Anonymous Coward says:

injections, gore, suicide, pregnancy, BDSM, assault, rape, murder, cannibalism, and use of alcohol

Alcohol and pregnancy really got a bad deal being placed in that group.

I remember watching a lot of Happy Tree Friends as a kid. I can’t imagine it was particularly good for my brain, but damn watching cartoon violence was fun.

cattress (profile) says:

Took away a favorite!

Low and behold, not an hour after I read this, my daughter is trying to watch a favorite Little Angel video on her Fire Tablet, and it says that it has been marked private. This is an older video, or collection of them, and the thumbnail looks just like the examples above, except it’s not Elsa.
The song is "Oops! what’s that sound?", And it’s a baby and mom singing out body sounds in a super innocent and cute way. It’s not vulgar, it’s nothing more than an example of the sound and then a very simple explanation. The worst of it is a short little fart sound, and it’s referred to as a poot, explains that it’s normal , could mean that you need to go potty. I’m an overgrown child so I giggle about it, but it really is very innocent.
The only other song that might be questionable, or picked up on an algorithm is a song about stinky socks, which is very silly, and very innocent as well.
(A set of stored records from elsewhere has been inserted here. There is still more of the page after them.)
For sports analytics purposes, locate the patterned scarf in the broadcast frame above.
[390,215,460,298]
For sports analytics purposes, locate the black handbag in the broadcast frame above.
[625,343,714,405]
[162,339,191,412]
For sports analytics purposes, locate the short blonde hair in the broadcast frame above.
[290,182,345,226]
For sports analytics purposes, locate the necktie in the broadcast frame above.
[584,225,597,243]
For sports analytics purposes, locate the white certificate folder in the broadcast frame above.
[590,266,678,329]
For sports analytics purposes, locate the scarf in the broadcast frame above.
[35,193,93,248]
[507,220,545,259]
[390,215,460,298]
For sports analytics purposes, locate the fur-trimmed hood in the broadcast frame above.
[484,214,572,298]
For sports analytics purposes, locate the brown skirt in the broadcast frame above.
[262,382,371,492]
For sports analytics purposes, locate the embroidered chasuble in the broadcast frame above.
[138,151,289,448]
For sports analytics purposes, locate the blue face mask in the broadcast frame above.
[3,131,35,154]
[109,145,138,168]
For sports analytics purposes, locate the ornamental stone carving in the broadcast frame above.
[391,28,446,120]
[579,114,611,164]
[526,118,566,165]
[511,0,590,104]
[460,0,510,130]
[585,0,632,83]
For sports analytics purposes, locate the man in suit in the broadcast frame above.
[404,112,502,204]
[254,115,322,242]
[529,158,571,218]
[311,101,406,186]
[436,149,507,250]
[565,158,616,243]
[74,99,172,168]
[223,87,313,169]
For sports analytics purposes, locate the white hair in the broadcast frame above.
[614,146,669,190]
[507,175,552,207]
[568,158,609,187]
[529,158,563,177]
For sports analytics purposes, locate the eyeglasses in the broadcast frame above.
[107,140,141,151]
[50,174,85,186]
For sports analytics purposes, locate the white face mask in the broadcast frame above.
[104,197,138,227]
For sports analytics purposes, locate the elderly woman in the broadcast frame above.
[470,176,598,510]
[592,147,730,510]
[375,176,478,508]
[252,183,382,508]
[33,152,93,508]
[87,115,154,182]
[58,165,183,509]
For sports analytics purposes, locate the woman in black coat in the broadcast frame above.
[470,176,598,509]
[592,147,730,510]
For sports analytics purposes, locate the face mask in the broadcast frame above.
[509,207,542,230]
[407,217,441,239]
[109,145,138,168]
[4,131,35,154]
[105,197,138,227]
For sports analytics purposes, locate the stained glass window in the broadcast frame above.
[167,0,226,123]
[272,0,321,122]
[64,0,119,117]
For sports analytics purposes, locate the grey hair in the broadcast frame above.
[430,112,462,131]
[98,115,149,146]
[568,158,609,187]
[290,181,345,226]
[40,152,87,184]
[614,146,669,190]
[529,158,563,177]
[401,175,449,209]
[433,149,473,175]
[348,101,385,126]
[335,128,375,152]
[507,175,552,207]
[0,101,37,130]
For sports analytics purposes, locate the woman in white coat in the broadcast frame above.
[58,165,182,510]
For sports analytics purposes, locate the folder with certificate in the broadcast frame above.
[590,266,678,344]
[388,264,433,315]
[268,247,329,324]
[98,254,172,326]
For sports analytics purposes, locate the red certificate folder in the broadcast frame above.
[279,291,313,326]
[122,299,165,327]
My little one doesn’t understand why we can’t watch it any more and she is really upset.
Now I had seen some questionable videos similar to those thumbnails, especially when searching for more girl centered content. And I was also surprised that Little Angel and lookalikes got away with using the likenesses of Disney princesses. But sorta seems like they should have left alone known content creators. I bet that horrid Little Baby Bum video that has the song about a kid putting a cat down a well hasn’t been yanked.(otherwise I like Little Baby Bum). But content moderation at scale is never easy.